Member Reviews

Thank you to Galaxy Press and Net Galley for supplying this girl with an early copy of Shy Girl. I saw some other bookstagrammers posting it with high reviews. Shy Girl was bumped to the top of my TBR. I devoured it. I had absolutely no idea what I was getting into.
We follow Gia, who is down on her luck and broke. So she seeks out to find a sugar daddy and meets Nathan. He has a very particular and peculiar request- he wants Gia to be his dog for 8 hours a day in exchange for generous payment. During these 8 hours, Gia has to stay in her crate/cage, eat dog food, she cannot stand or walk or do anything humanlike.
The story spirals into craziness not long after and I was tapping the heck out of my kindle to get to the next page. It was that good. Shy Girl has some heavy notes of female rage, but it is so beautifully written, Mia Ballard is insanely talented. The cover is also gorgeous! Loved it!

SHY GIRL BY MIA BALLARD.
Release date set for the 1st of March 2025.
WAIT I NEED A MINUTE.
This book surprised me big time.
Do not let this cover deceive you.
It may look like a cute girly cover but let me tell you this book is the definition of "Don't judge a book by its cover".
It's a very wild ride and a very very quick read.
HOLY CRAP this book is something else.
Extreme horror.
Check your triggers.
One word to round this book up would be WOOF. (if you know you know).

Thanks to NetGalley, Galaxy Press, and Mia Ballard for the ARC.
The absolutely righteous all-consuming feminine rage!!
So good, so clean, SO many instances of my jaw hitting the floor.
I love how this was written, and I think it was the perfect length. So fast, because, there, time didn't exist.
This feels like it should be longer, but I fully believe you should go in as blind as possible.

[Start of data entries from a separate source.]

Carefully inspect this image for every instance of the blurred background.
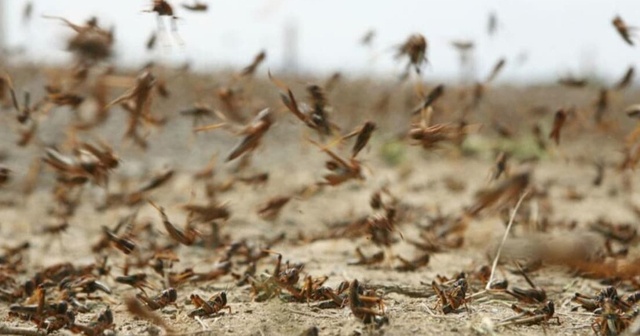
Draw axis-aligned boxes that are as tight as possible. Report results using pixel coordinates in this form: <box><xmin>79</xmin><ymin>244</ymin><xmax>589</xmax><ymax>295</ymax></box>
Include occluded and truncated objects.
<box><xmin>0</xmin><ymin>0</ymin><xmax>640</xmax><ymax>82</ymax></box>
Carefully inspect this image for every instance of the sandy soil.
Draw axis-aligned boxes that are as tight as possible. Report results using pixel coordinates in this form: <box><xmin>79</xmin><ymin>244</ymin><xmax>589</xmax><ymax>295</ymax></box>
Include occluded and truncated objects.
<box><xmin>0</xmin><ymin>67</ymin><xmax>640</xmax><ymax>335</ymax></box>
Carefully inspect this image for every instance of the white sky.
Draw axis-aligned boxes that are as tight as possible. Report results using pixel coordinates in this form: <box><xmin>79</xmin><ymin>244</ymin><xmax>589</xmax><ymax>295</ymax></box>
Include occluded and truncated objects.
<box><xmin>0</xmin><ymin>0</ymin><xmax>640</xmax><ymax>81</ymax></box>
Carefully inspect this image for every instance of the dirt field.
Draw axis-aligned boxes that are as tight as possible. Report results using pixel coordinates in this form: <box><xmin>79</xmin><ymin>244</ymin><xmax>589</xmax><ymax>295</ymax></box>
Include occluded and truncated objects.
<box><xmin>0</xmin><ymin>64</ymin><xmax>640</xmax><ymax>335</ymax></box>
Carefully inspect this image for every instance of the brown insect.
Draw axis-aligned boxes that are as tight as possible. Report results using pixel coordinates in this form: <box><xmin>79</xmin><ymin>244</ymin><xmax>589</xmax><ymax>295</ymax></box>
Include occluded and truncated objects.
<box><xmin>145</xmin><ymin>31</ymin><xmax>158</xmax><ymax>50</ymax></box>
<box><xmin>5</xmin><ymin>74</ymin><xmax>38</xmax><ymax>124</ymax></box>
<box><xmin>189</xmin><ymin>292</ymin><xmax>231</xmax><ymax>317</ymax></box>
<box><xmin>549</xmin><ymin>109</ymin><xmax>567</xmax><ymax>145</ymax></box>
<box><xmin>240</xmin><ymin>50</ymin><xmax>267</xmax><ymax>76</ymax></box>
<box><xmin>309</xmin><ymin>140</ymin><xmax>364</xmax><ymax>186</ymax></box>
<box><xmin>342</xmin><ymin>121</ymin><xmax>377</xmax><ymax>158</ymax></box>
<box><xmin>114</xmin><ymin>273</ymin><xmax>151</xmax><ymax>293</ymax></box>
<box><xmin>593</xmin><ymin>89</ymin><xmax>609</xmax><ymax>125</ymax></box>
<box><xmin>491</xmin><ymin>152</ymin><xmax>509</xmax><ymax>181</ymax></box>
<box><xmin>0</xmin><ymin>165</ymin><xmax>13</xmax><ymax>186</ymax></box>
<box><xmin>42</xmin><ymin>221</ymin><xmax>69</xmax><ymax>235</ymax></box>
<box><xmin>43</xmin><ymin>143</ymin><xmax>119</xmax><ymax>186</ymax></box>
<box><xmin>145</xmin><ymin>0</ymin><xmax>178</xmax><ymax>37</ymax></box>
<box><xmin>136</xmin><ymin>288</ymin><xmax>178</xmax><ymax>310</ymax></box>
<box><xmin>226</xmin><ymin>108</ymin><xmax>273</xmax><ymax>162</ymax></box>
<box><xmin>498</xmin><ymin>301</ymin><xmax>560</xmax><ymax>326</ymax></box>
<box><xmin>395</xmin><ymin>34</ymin><xmax>429</xmax><ymax>77</ymax></box>
<box><xmin>395</xmin><ymin>253</ymin><xmax>431</xmax><ymax>272</ymax></box>
<box><xmin>505</xmin><ymin>264</ymin><xmax>547</xmax><ymax>303</ymax></box>
<box><xmin>149</xmin><ymin>201</ymin><xmax>200</xmax><ymax>246</ymax></box>
<box><xmin>102</xmin><ymin>226</ymin><xmax>136</xmax><ymax>254</ymax></box>
<box><xmin>412</xmin><ymin>84</ymin><xmax>444</xmax><ymax>115</ymax></box>
<box><xmin>611</xmin><ymin>15</ymin><xmax>634</xmax><ymax>46</ymax></box>
<box><xmin>43</xmin><ymin>16</ymin><xmax>114</xmax><ymax>64</ymax></box>
<box><xmin>347</xmin><ymin>247</ymin><xmax>384</xmax><ymax>265</ymax></box>
<box><xmin>22</xmin><ymin>1</ymin><xmax>33</xmax><ymax>24</ymax></box>
<box><xmin>182</xmin><ymin>201</ymin><xmax>231</xmax><ymax>223</ymax></box>
<box><xmin>349</xmin><ymin>279</ymin><xmax>386</xmax><ymax>324</ymax></box>
<box><xmin>182</xmin><ymin>1</ymin><xmax>209</xmax><ymax>12</ymax></box>
<box><xmin>467</xmin><ymin>171</ymin><xmax>531</xmax><ymax>216</ymax></box>
<box><xmin>487</xmin><ymin>12</ymin><xmax>498</xmax><ymax>36</ymax></box>
<box><xmin>591</xmin><ymin>300</ymin><xmax>635</xmax><ymax>336</ymax></box>
<box><xmin>431</xmin><ymin>278</ymin><xmax>469</xmax><ymax>314</ymax></box>
<box><xmin>124</xmin><ymin>296</ymin><xmax>173</xmax><ymax>332</ymax></box>
<box><xmin>269</xmin><ymin>72</ymin><xmax>337</xmax><ymax>136</ymax></box>
<box><xmin>558</xmin><ymin>75</ymin><xmax>589</xmax><ymax>88</ymax></box>
<box><xmin>484</xmin><ymin>58</ymin><xmax>507</xmax><ymax>83</ymax></box>
<box><xmin>258</xmin><ymin>196</ymin><xmax>291</xmax><ymax>221</ymax></box>
<box><xmin>69</xmin><ymin>307</ymin><xmax>114</xmax><ymax>335</ymax></box>
<box><xmin>322</xmin><ymin>72</ymin><xmax>342</xmax><ymax>93</ymax></box>
<box><xmin>624</xmin><ymin>104</ymin><xmax>640</xmax><ymax>119</ymax></box>
<box><xmin>360</xmin><ymin>29</ymin><xmax>376</xmax><ymax>46</ymax></box>
<box><xmin>613</xmin><ymin>65</ymin><xmax>636</xmax><ymax>90</ymax></box>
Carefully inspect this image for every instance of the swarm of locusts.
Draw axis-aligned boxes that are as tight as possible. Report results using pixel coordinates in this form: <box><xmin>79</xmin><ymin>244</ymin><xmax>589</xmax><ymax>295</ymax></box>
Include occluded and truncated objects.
<box><xmin>0</xmin><ymin>0</ymin><xmax>640</xmax><ymax>335</ymax></box>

Thank you so much NetGalley and Galaxy Press for access to this book.
The cover is so beautiful and that intrigued me initially and so did the description. This book unraveled me in the best and worst way. This is a story of overcoming and living with the new reality you've been tossed by a system that turns you into something otherworldly. The beauty of challenging that and holding a mirror to it. Never felt so seen despite the horror of the situations in this book. Those horrors are very real and they should be written about. Thank you Mia Ballard for such a gruesome yet beautiful tale. Shy Girl isn't for the queasy. I suggest looking up triggers before approaching this work but please don't let those keep you away from this work. It's worth the adventure.

UMMMMMMMM
“wtf was that?”- me every other page
This was crazy and not my usual type of book but tbh I saw the cover and died cause it was so cute but thank god it had a warning right up and center saying that the cover may be cutie but the content is NOT
This was wild and I’m not gonna kinkshame but I’m gonna kinkwonderwhy lmaooo
I don’t want to say much and give anything away but I actually really liked how the author portrayed Gia’s side of the dynamic making sure the reader knew horrible things happened to her without going in to gross detail (I could tell this was written but a women thank youuuu). Essentially I’m saying that the author didn’t go into horrible detail for anything sexual even though there were sexual themes here. But she DID go into detail on other gross things so still ew lol
Anyways there’s def a specific target audience for this one and it’s not one I’d widely recommend but if you like horror and women’s lit/fiction then you’d like this one. It read super fast as well and kept me glued to my kindle
Thank you NetGalley for the ARC

At 30 Gia has found herself in a dire financial situation and unemployed. With options running low and time ticking on bills and rent she decides to try something completely out of her comfort zone, joining a sugar dating website. Her first match Nathan works in finance and seems to be unassumingly average, kind, and just overall a safe match. His request tho extremely unorthodox comes with good pay that Gia can’t seem to say no to. Putting her in more danger than she could ever imagine.
Shy Girl is my third work of Mia Ballard’s and as I’ve come to find with her writing she has a way of weaving horror filled moments and unhinged tales into stories that have lasting profound effects on the readers. The unsettling dread seeped into my veins deeper and deeper the further I got in the book, leaving me utterly speechless as I turned page after page. I finished this book easily in 4 hours as I simply could not look away. I was gripped by Gia’s story and what would be the final outcome. I will say this book is not for the faint of heart. If you think that picking this up you will find a cutesy story due to this amazing cover (which does relate very well to the overall story just not in cutesy way) you will be sorely mistaken as this book takes body horror, gore, and captivity to the absolute extremes. The terrifying horror, the bubbling rage, and the disturbing nature of many of the events that transpire in this book undoubtedly made me feel this would be a great book to have adapted into film. Especially by the A24 film studio, as the vibes so vividly made me feel the same sinking dread I have had many times while watching some of their works. The authors notes at the end were incredibly impactful and thoughtful and added to the overall feelings that this book leaves you with long after finishing it. I know with absolute certainty this book will undoubtedly go down as one I will never forget.
Shy Girl comes out March 1st 2025.
Thank you NetGalley and Galaxy Press for providing me with a copy of this book in exchange for my honest review.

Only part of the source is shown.